For example, in generative adversarial network, we often hear that inference is easy because the conditional distribution of x given latent variable z is ‘tractable’. Also, I read somewhere that Boltzmann machine and variational autoencoder is used where the posterior distribution is not tractable so some sort of approximation need to be applied. Could anyone tell me what ‘tractable’ means, in a rigorous definition? Or could anyone explain in any of the examples I gave above, what tractable exactly means in that context?
To my best memory, I’ve never come across a formal definition for this in a statistical text, but I think you can stitch one together from a few contextual readings. Start with Bayesian Data Analysis, p. 261:
Bayesian computation revolves around two steps: computation of the posterior distribution, p(θ|y), and computation of the posterior predictive distribution, p(ˆy|y). So far we have considered examples where these could computed analytically in closed form[.]
The obstacle is generally the marginal likelihood, the denominator on the right-hand side of Bayes’ rule, which could involve an integral that cannot be analytically expressed. For a more I think you’ll find wiki’s article on closed-form expression helpful for context (emphasis mine):
In mathematics, a closed-form expression is a mathematical expression that can be evaluated in a finite number of operations.

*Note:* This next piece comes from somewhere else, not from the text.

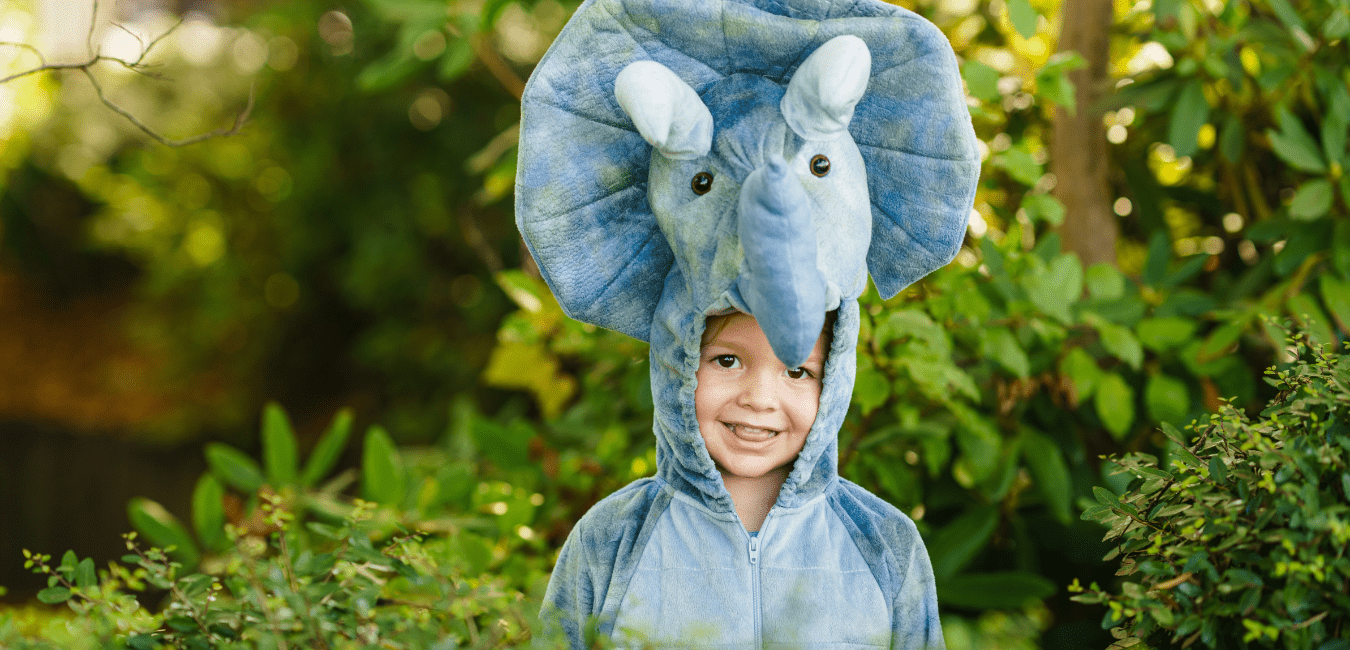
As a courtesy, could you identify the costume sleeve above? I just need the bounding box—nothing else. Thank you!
[539,518,598,650]
[891,520,946,650]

It may contain constants, variables, certain “well-known” operations (e.g., + − × ÷), and functions (e.g., nth root, exponent, logarithm, trigonometric functions, and inverse hyperbolic functions), but usually no limit. The set of operations and functions admitted in a closed-form expression may vary with author and context.
Problems are said to be tractable if they can be solved in terms of a closed-form expression.
If you read on, you’ll see a table of classes of expressions, and “Analytic expressions” includes several involved in the normalizing constants of exponential family distributions. E.g., the gamma function in the gamma distribution, and the Bessel function in the von-Mises Fisher.
Meaning, we’re willing to admit at least these into our definition of “tractability.” (There may be other distributions that involve the classes of operations classified as “analytic expressions”; I confess I’m not familiar.)